Is God alive? Or is God non-living/dead/whatever.

Would you consider an immaterial alien entity a suitable explanation for the origin of life?

rossum
 
Is the Christian Creator a living creator or a dead/non-living creator? If God is a “living God” then the origin of life is the same as the origin of God: is is assumed.
A living God cannot create the first living thing. At most He/She/It can create the second living thing.
I have been under the impression that such considerations were thought silly by Buddhists. I guess I hang out with the wrong people. They do seem rather pointless. Obviously it hasn’t helped you know Him.
 
No, an immaterial alien would not be sufficient as explanation for life (well, (s)he could be a sufficient explanation for life on earth, but it raises the question of where the immaterial alien came from).

But God is not a mere immaterial alien. You’re viewing God in a small way. Existence passes away. He does not. We begin, but He has no beginning. All that is is from Him. God is not a mere creature that is on a higher level than us, but the author of life. In a sense, because He is, He is a living God. But He is totally different than life that is started and is dependent upon Him, that which is necessary.

He is not like us that He should start, that He should lie, or that He should die…except in His own choosing for our sake, the latter He has done.

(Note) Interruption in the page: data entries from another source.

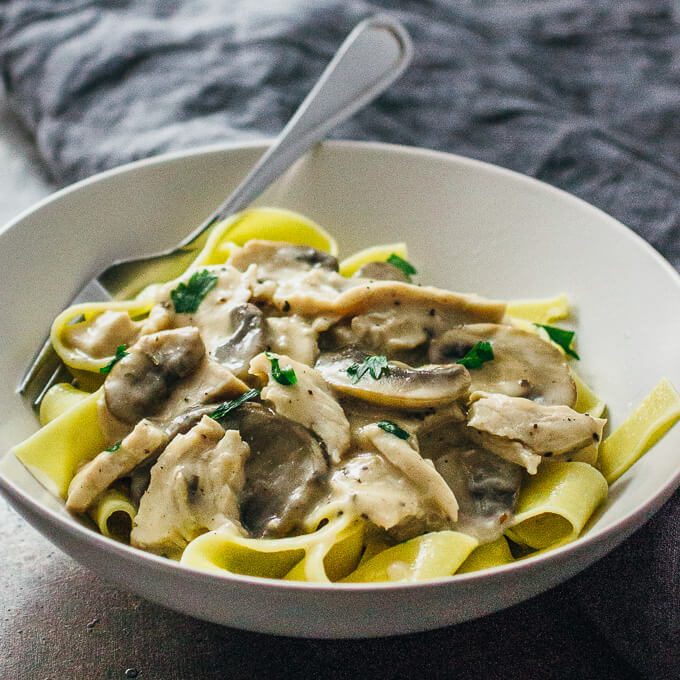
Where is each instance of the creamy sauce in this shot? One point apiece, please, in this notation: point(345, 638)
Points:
point(419, 444)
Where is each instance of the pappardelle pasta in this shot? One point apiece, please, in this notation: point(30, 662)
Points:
point(277, 413)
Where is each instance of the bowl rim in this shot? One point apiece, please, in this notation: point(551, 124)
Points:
point(622, 527)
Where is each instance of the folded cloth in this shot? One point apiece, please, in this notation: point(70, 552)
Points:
point(583, 94)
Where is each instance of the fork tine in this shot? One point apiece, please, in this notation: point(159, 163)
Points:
point(45, 363)
point(61, 374)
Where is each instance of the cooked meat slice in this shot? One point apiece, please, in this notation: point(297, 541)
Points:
point(285, 474)
point(524, 365)
point(308, 402)
point(195, 487)
point(374, 488)
point(275, 257)
point(139, 383)
point(144, 442)
point(380, 271)
point(101, 336)
point(521, 431)
point(389, 317)
point(293, 336)
point(420, 472)
point(398, 385)
point(213, 317)
point(246, 341)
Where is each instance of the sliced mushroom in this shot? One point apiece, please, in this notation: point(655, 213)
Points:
point(380, 271)
point(140, 382)
point(308, 401)
point(285, 473)
point(524, 365)
point(486, 488)
point(399, 386)
point(271, 257)
point(245, 342)
point(434, 493)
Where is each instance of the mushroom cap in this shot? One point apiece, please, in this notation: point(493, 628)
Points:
point(399, 386)
point(285, 472)
point(245, 342)
point(380, 271)
point(524, 365)
point(141, 381)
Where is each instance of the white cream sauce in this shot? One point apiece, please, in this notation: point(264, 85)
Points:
point(451, 463)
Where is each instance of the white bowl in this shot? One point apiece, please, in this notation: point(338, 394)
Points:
point(471, 227)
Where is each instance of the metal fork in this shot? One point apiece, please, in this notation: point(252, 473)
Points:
point(372, 56)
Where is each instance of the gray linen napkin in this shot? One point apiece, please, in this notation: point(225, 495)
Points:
point(583, 94)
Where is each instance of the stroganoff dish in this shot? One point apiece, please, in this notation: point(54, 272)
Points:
point(273, 412)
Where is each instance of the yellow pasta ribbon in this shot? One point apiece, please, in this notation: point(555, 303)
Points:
point(56, 451)
point(586, 400)
point(59, 399)
point(655, 415)
point(488, 555)
point(227, 550)
point(75, 358)
point(113, 512)
point(555, 504)
point(331, 561)
point(351, 264)
point(273, 224)
point(432, 555)
point(545, 310)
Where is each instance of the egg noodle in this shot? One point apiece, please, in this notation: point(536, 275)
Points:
point(367, 428)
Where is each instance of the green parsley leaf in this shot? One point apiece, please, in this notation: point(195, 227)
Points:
point(227, 406)
point(560, 337)
point(373, 365)
point(283, 376)
point(480, 353)
point(188, 296)
point(393, 428)
point(402, 264)
point(120, 353)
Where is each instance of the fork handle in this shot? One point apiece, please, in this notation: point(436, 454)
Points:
point(372, 56)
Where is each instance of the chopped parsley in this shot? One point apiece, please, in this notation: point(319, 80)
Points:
point(373, 365)
point(479, 354)
point(227, 406)
point(283, 376)
point(393, 428)
point(402, 264)
point(560, 337)
point(188, 296)
point(120, 353)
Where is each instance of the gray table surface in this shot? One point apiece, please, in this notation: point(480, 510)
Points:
point(58, 620)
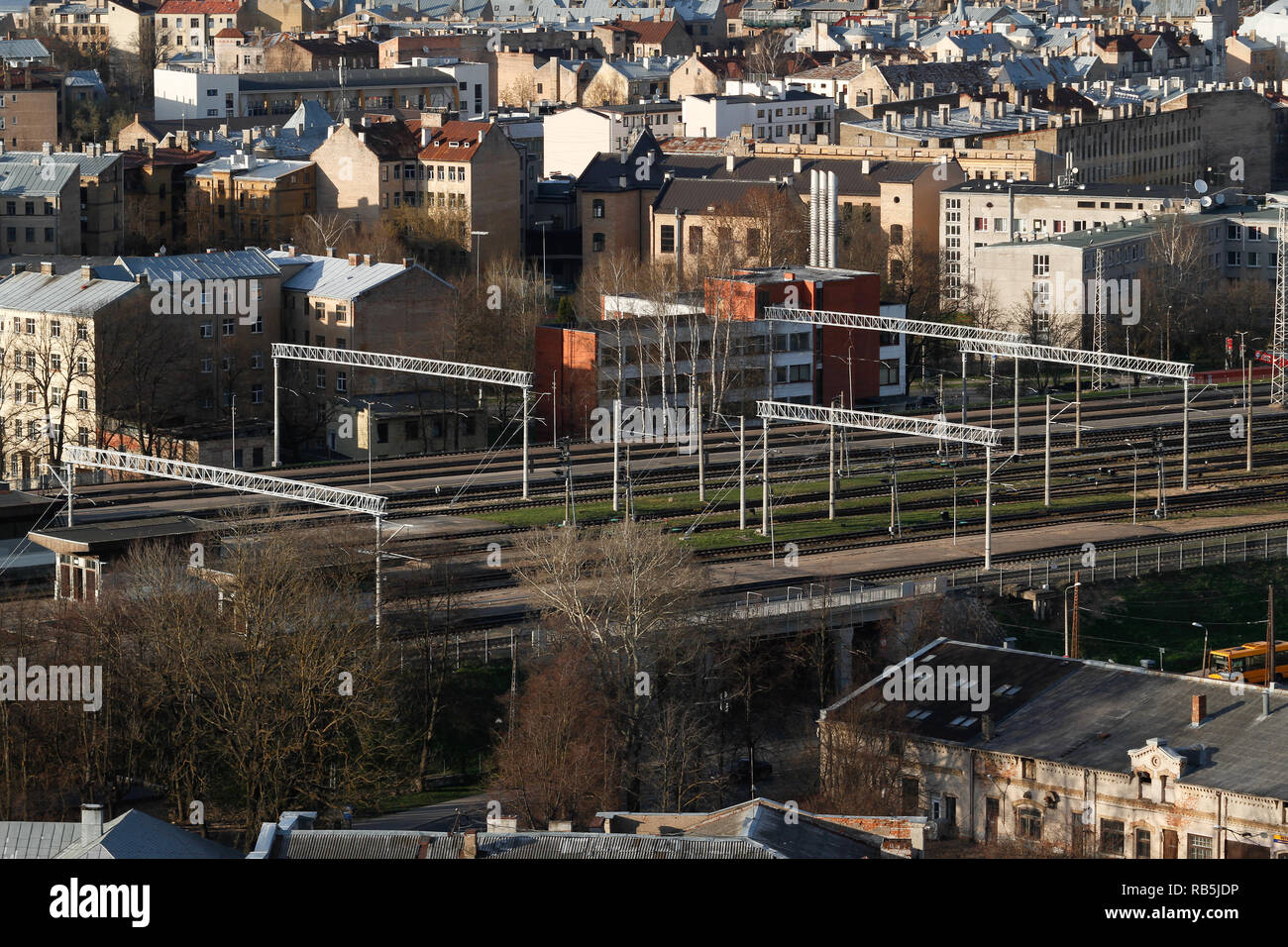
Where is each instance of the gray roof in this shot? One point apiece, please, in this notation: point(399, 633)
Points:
point(226, 264)
point(67, 294)
point(34, 180)
point(334, 277)
point(138, 835)
point(90, 165)
point(353, 78)
point(21, 50)
point(37, 839)
point(1093, 712)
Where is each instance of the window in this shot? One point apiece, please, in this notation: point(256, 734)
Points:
point(1142, 843)
point(1111, 836)
point(695, 240)
point(1028, 822)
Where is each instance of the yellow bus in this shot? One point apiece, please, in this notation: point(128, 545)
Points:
point(1248, 660)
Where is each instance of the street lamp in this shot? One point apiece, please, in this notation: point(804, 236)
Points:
point(1197, 624)
point(1134, 471)
point(478, 249)
point(544, 224)
point(1067, 589)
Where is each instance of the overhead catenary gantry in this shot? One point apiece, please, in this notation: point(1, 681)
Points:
point(988, 438)
point(240, 480)
point(993, 342)
point(462, 371)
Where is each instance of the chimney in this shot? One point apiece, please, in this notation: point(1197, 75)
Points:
point(1198, 709)
point(91, 821)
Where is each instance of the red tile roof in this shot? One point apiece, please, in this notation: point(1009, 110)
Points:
point(198, 7)
point(467, 137)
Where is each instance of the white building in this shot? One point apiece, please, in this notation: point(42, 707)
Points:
point(771, 118)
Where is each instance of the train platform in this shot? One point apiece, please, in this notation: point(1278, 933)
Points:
point(930, 553)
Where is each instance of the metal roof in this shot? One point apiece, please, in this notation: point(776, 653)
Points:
point(334, 277)
point(90, 165)
point(34, 180)
point(37, 839)
point(68, 294)
point(224, 264)
point(138, 835)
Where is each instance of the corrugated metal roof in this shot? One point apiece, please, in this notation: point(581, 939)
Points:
point(37, 839)
point(22, 50)
point(334, 277)
point(67, 294)
point(34, 180)
point(347, 843)
point(226, 264)
point(90, 165)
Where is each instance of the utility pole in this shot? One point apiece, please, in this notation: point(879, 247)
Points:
point(742, 474)
point(831, 472)
point(1077, 590)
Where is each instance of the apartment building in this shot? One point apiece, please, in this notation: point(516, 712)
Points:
point(188, 93)
point(356, 303)
point(979, 214)
point(50, 381)
point(156, 193)
point(794, 115)
point(189, 26)
point(748, 359)
point(578, 136)
point(1147, 788)
point(244, 197)
point(30, 108)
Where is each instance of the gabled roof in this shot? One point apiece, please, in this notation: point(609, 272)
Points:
point(138, 835)
point(224, 264)
point(455, 141)
point(334, 277)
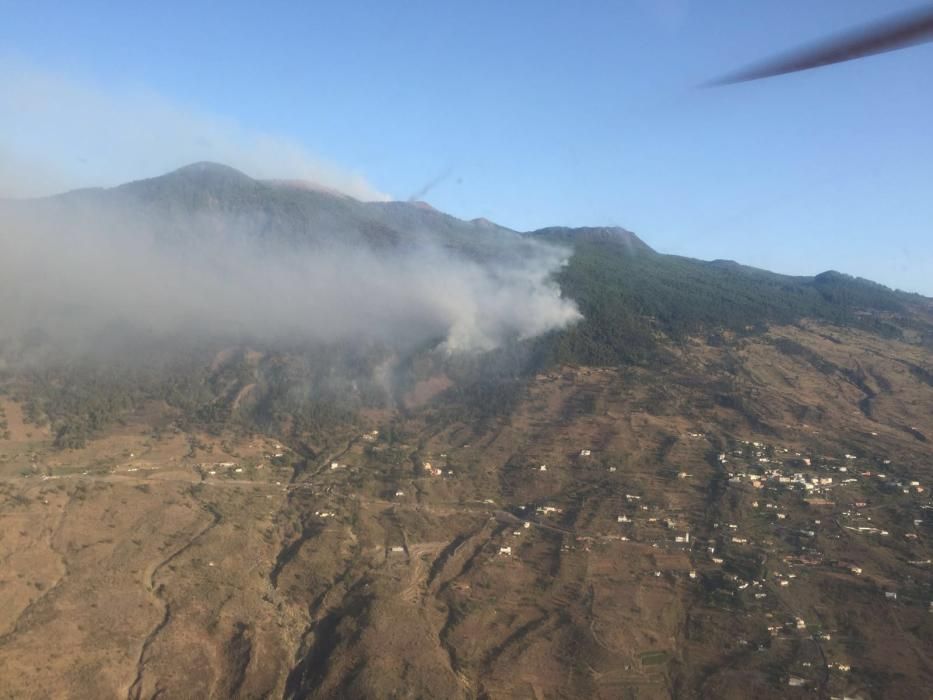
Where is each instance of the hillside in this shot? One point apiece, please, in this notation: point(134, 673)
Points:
point(683, 479)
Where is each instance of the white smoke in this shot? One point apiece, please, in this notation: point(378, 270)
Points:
point(77, 279)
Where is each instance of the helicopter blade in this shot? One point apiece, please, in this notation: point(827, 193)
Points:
point(892, 34)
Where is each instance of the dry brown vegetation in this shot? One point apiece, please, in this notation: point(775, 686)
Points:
point(130, 570)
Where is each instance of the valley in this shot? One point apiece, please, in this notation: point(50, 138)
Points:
point(754, 517)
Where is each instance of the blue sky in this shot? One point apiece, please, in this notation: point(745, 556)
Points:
point(540, 113)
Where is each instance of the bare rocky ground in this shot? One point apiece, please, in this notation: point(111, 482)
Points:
point(149, 566)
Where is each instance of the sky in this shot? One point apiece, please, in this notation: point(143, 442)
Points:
point(530, 114)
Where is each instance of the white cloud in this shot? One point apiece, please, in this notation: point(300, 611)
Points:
point(61, 133)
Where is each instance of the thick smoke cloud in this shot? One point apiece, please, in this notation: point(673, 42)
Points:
point(79, 277)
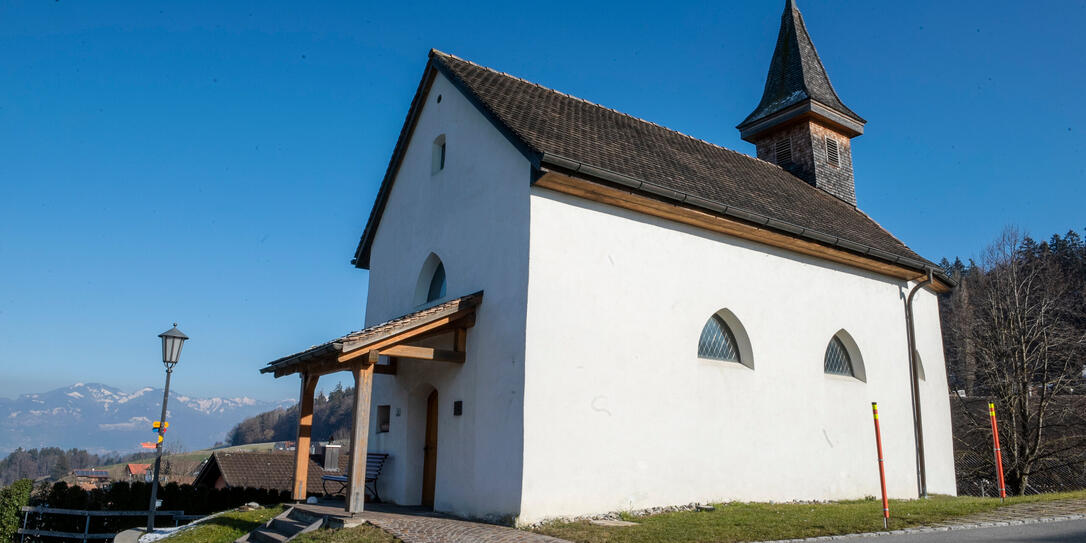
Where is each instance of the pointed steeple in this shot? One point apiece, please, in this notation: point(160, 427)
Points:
point(800, 123)
point(797, 84)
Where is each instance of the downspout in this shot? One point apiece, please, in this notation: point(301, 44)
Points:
point(914, 381)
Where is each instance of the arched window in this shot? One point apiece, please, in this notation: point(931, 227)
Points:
point(843, 357)
point(717, 341)
point(837, 361)
point(437, 289)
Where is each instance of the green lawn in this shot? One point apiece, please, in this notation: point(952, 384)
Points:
point(740, 521)
point(226, 527)
point(364, 533)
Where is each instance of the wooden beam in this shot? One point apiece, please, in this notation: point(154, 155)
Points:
point(461, 340)
point(596, 192)
point(304, 432)
point(363, 350)
point(360, 432)
point(389, 368)
point(424, 353)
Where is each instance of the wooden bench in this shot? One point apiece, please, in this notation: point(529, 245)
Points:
point(374, 464)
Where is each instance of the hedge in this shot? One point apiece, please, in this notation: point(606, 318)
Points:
point(11, 500)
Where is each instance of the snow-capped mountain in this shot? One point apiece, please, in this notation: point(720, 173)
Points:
point(101, 418)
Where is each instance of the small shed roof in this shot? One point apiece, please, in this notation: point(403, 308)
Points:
point(273, 470)
point(137, 468)
point(377, 333)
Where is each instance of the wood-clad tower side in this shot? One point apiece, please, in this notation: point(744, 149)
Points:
point(800, 123)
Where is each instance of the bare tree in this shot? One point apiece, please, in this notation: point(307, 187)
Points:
point(1027, 353)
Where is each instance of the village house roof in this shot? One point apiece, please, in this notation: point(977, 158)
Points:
point(273, 470)
point(572, 136)
point(91, 474)
point(137, 468)
point(796, 78)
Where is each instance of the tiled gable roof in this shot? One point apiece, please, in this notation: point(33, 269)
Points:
point(556, 124)
point(556, 129)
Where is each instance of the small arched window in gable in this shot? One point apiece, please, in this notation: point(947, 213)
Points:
point(438, 161)
point(717, 341)
point(837, 360)
point(437, 290)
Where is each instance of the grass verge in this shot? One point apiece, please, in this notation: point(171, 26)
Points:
point(754, 521)
point(226, 527)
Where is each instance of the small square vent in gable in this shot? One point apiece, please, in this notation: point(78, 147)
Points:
point(783, 151)
point(832, 152)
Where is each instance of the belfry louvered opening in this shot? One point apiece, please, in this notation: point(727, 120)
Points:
point(783, 151)
point(833, 154)
point(837, 361)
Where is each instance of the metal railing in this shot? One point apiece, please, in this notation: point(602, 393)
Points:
point(177, 517)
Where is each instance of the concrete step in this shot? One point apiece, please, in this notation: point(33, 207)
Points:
point(288, 526)
point(267, 535)
point(303, 516)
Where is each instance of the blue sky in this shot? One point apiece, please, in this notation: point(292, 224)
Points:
point(213, 163)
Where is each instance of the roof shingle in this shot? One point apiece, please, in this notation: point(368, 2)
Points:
point(552, 123)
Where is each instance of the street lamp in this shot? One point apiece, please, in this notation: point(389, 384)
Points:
point(172, 341)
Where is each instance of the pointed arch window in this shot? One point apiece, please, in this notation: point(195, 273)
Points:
point(718, 341)
point(437, 290)
point(837, 360)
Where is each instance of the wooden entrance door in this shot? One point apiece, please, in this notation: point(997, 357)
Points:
point(430, 451)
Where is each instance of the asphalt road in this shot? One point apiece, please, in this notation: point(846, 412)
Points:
point(1066, 531)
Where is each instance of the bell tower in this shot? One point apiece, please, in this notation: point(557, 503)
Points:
point(800, 123)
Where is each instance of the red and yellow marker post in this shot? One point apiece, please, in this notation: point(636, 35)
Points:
point(999, 454)
point(882, 467)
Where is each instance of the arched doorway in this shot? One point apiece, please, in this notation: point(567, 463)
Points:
point(430, 450)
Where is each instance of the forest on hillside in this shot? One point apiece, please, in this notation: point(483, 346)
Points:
point(1014, 335)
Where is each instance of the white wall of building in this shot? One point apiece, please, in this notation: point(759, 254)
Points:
point(621, 414)
point(472, 215)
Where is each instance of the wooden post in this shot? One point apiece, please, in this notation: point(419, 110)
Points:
point(360, 431)
point(304, 431)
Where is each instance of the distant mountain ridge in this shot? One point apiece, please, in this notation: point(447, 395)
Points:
point(102, 418)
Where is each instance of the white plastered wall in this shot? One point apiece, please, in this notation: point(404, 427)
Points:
point(621, 414)
point(472, 215)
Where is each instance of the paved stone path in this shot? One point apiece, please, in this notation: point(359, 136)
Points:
point(421, 529)
point(415, 526)
point(1010, 516)
point(1022, 512)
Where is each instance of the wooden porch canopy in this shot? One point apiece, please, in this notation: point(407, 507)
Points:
point(358, 353)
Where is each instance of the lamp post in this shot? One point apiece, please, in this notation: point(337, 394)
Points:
point(172, 341)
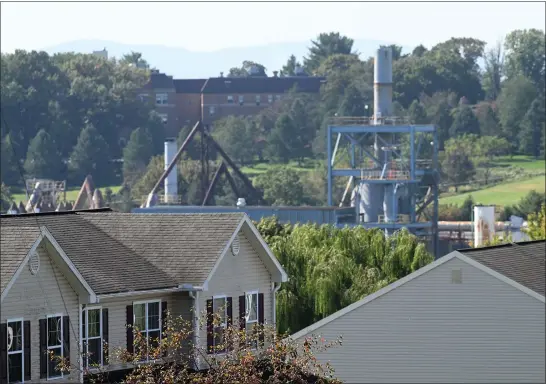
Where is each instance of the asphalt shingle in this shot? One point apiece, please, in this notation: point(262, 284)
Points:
point(522, 262)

God is the source of all, and not dependent upon any thing.
 
I’m sensing reluctance about the mechanism of creation here, if I may say so.
The mechanism of creation is God himself or his Word, God is the creator of his creation. Is this not what Genesis 1 is teaching us? The six days of creation is God’s work, his activity, upon which he rests on the seventh day. The active cause of the creation of the heavens and the earth, the work of distinction (1-3 days), and the work of adornment (4-6 days) or filling the heavens, the earth, and the seas with various kinds of beings or creatures is God. The work of creation ends on the sixth day with the creation of man. Subsequently, God sustains and guides his creation by his providence.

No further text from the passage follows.